Shakespeare's love of music is so much a part of himself that he
condemns those who do not share it; this argument, too, is given to
Lorenzo:
"The man that hath no music to himself,
Nor is not moved with concord of sweet sounds,
Is fit for treasons, stratagems, and spoils;
The motions of his spirit are dull as night,
And his affections dark as Erebus:
Let no such man be trusted."
That this view was not merely the expression of a passing mood is shown
by the fact that Shakespeare lends no music to his villains; but Timon
gives welcome to his friends with music, just as Hamlet welcomes the
players with music and Portia calls for music while her suitors make
their eventful choice.
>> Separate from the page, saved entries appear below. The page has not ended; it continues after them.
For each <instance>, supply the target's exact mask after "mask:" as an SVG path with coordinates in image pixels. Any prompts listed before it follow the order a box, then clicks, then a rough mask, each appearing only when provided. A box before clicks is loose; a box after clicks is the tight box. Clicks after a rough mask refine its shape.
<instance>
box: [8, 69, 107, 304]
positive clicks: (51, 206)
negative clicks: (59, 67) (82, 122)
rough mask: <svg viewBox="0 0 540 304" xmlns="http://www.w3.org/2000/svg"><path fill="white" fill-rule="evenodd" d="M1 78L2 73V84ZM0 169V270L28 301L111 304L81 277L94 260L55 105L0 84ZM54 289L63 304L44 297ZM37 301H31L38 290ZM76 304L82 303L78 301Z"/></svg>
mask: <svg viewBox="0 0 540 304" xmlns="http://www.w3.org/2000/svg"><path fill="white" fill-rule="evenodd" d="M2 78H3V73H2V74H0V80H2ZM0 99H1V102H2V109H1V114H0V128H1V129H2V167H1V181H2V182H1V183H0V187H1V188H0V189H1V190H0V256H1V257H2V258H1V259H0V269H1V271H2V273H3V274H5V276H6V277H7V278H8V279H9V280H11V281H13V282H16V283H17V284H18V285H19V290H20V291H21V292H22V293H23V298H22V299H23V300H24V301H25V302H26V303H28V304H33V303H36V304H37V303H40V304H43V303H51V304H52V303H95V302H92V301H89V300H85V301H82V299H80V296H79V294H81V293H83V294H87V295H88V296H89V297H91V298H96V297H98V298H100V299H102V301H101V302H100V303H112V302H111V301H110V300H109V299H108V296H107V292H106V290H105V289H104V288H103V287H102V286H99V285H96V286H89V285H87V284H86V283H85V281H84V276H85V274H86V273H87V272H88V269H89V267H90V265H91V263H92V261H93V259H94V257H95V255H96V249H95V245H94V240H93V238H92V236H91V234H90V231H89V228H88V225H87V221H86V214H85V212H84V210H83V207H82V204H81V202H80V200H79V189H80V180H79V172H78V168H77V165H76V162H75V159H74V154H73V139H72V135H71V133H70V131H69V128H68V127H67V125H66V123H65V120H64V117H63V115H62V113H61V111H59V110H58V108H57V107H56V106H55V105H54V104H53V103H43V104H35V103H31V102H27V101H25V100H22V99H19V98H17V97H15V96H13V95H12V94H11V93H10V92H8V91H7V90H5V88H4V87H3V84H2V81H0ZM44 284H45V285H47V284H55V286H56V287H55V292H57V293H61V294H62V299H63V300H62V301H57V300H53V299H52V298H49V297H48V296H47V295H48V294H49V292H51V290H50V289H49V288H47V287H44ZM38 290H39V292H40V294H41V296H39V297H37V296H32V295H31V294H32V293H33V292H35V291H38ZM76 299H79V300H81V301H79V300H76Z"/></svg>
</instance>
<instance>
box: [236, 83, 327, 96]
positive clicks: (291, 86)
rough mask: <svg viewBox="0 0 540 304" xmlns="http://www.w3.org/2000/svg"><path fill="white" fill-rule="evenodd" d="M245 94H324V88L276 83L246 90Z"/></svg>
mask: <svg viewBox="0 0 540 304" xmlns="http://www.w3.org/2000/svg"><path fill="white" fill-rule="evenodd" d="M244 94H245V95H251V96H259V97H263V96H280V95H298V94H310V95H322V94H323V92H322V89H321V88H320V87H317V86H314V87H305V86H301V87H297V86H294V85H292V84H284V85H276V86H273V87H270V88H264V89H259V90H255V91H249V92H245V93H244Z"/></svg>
Titania and Oberon both seek the aid of music to
help them in their loves, and the war-worn and time-worn Henry IV. prays
for music to bring some rest to his "weary spirit"; in much the same
mood Prospero desires music when he breaks his wand and resigns his
magical powers.
Here, again, in "Twelfth Night" in full manhood Shakespeare shows
himself to us as Romeo, in love with flowers and music and passion.
True, this Orsino is a little less occupied with verbal quips, a little
more frankly sensual, too, than Romeo; but then Romeo would have been
more frankly sensual had he lived from twenty-five to thirty-five. As an
older man, too, Orsino has naturally more of Hamlet-Shakespeare's
peculiar traits than Romeo showed; the contempt of wealth and love of
solitude are qualities hardly indicated in Romeo, while in Orsino as in
the mature Shakespeare they are salient characteristics. To sum up:
Hamlet-Macbeth gives us Shakespeare's mind; but in Romeo-Orsino he has
discovered his heart and poetic temperament to us as ingenuously, though
not, perhaps, so completely, as he does in the Sonnets.